Published in 2021, The Boy I Am is the debut novel from K. L. Kettle.

Before I give you my opinion, here’s the blurb on the back:

Jude is running out of time. Once a year, lucky young men in the House of Boys are auctioned to the female elite. But if Jude fails to be selected before he turns seventeen, a future deep underground in the mines awaits.
Yet ever since the death of his best friend at the hands of the all-powerful Chancellor, Jude has been desperate to escape the path set out for him. Finding himself entangled in a plot to assassinate the Chancellor, he finally has a chance to avenge his friend and win his freedom. But at what price?
A speculative YA thriller, tackling themes of traditional gender roles and power dynamics, for fans of Malorie Blackman, Louise O’Neill and THE POWER.

The cover is very reminiscent of The Power by Naomi Alderman, and as the blurb above suggests, The Boy I Am explores similar themes; namely, that in the future, the world is run by a matriarchal system.

In this novel, there has been some kind of catastrophic disaster that has left most of the world suffocated by toxic fumes and decimated the environment into desert. As a result, the surviving population lives in a huge tower, run by a matriarchal society in which boys and men are treated as an inferior sub-species, who aren’t even allowed to look at women.

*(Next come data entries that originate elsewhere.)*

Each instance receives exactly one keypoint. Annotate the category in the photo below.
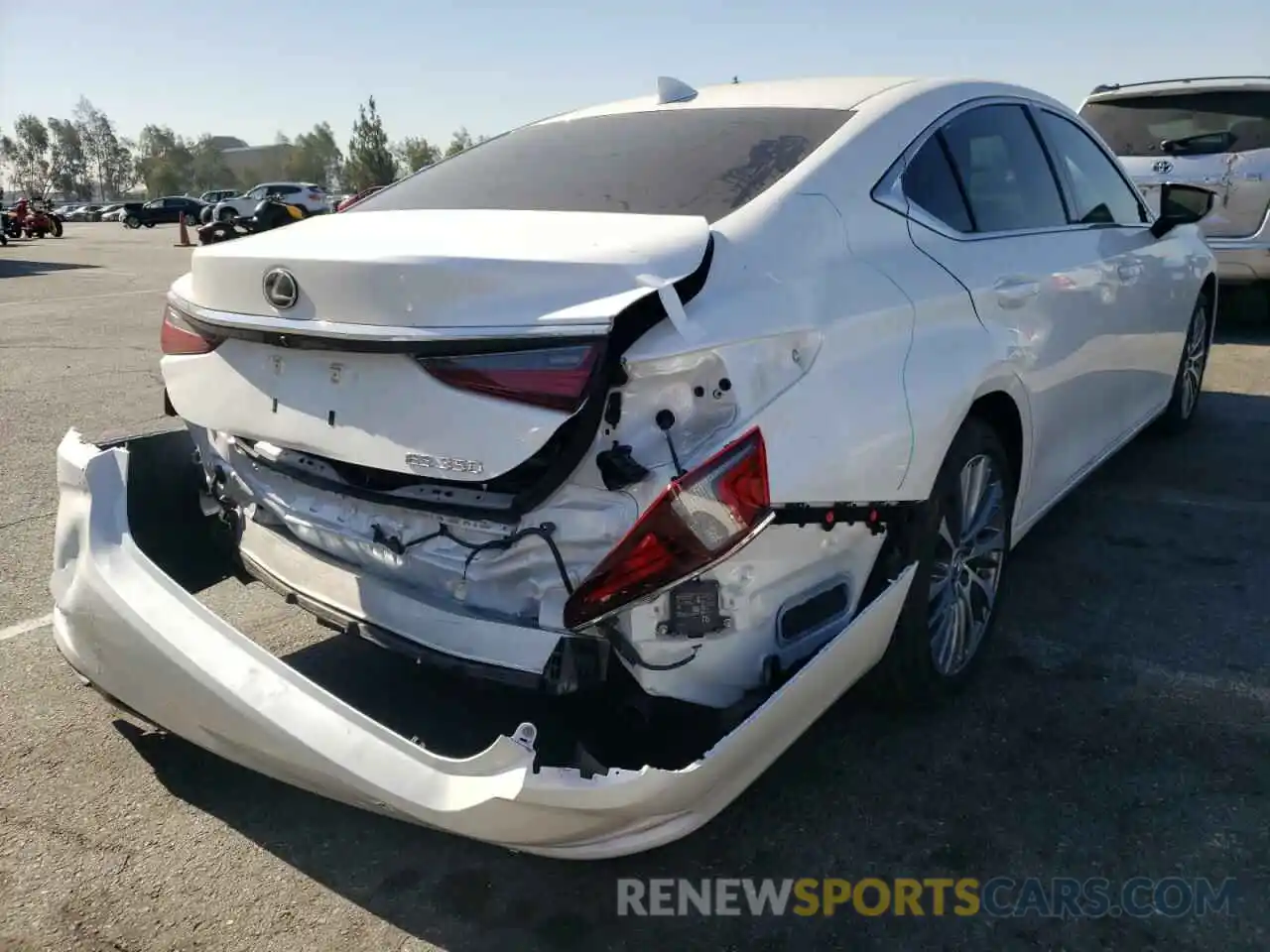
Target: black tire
(1180, 413)
(908, 674)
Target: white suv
(1213, 132)
(305, 194)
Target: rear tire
(952, 606)
(1189, 381)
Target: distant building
(253, 164)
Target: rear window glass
(1187, 123)
(694, 162)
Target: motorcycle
(270, 213)
(32, 220)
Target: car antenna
(672, 90)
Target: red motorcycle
(32, 220)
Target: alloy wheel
(1194, 361)
(969, 555)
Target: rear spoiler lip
(370, 338)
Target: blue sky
(434, 64)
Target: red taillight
(698, 520)
(178, 336)
(553, 377)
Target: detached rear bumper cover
(141, 639)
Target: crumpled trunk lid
(453, 270)
(339, 375)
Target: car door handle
(1016, 293)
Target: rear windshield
(694, 162)
(1187, 123)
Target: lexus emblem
(281, 289)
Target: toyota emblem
(281, 289)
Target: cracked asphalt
(1119, 728)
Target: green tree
(67, 167)
(414, 154)
(208, 168)
(107, 157)
(316, 157)
(370, 159)
(164, 163)
(119, 168)
(460, 143)
(27, 154)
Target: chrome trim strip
(384, 334)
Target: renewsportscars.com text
(998, 896)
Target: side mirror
(1182, 204)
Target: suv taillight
(180, 336)
(701, 517)
(554, 379)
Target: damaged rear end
(593, 526)
(131, 629)
(507, 445)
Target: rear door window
(685, 162)
(1183, 123)
(1098, 193)
(930, 182)
(1003, 171)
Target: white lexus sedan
(695, 409)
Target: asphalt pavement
(1119, 729)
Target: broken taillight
(699, 518)
(180, 336)
(550, 377)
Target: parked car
(309, 197)
(347, 200)
(162, 211)
(217, 195)
(1213, 132)
(693, 414)
(84, 212)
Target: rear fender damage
(127, 626)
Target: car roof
(1189, 84)
(847, 93)
(825, 93)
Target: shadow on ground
(23, 268)
(1088, 748)
(1243, 315)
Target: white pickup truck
(305, 194)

As a thriller this works really well, with plenty of twists and turns; we follow Jude as he tries to uncover the secrets behind the matriarchal system, which he hopes to escape from, and is never quite sure who is on his side.

This cinematic book trailer effectively conveys the mood and tone of the book:

Although set in the future, the issues explored here echo themes in our own world: oppression, control, tradition, humiliation, gender bias, elitism, heredity wealth, dictatorship, democracy, literacy, freedom and self-worth.

Yes, there are traces of Margaret Atwood and Malorie Blackman, but that only adds to the rich texture of the world that Kettle has created.

Powerful, fast-paced stuff.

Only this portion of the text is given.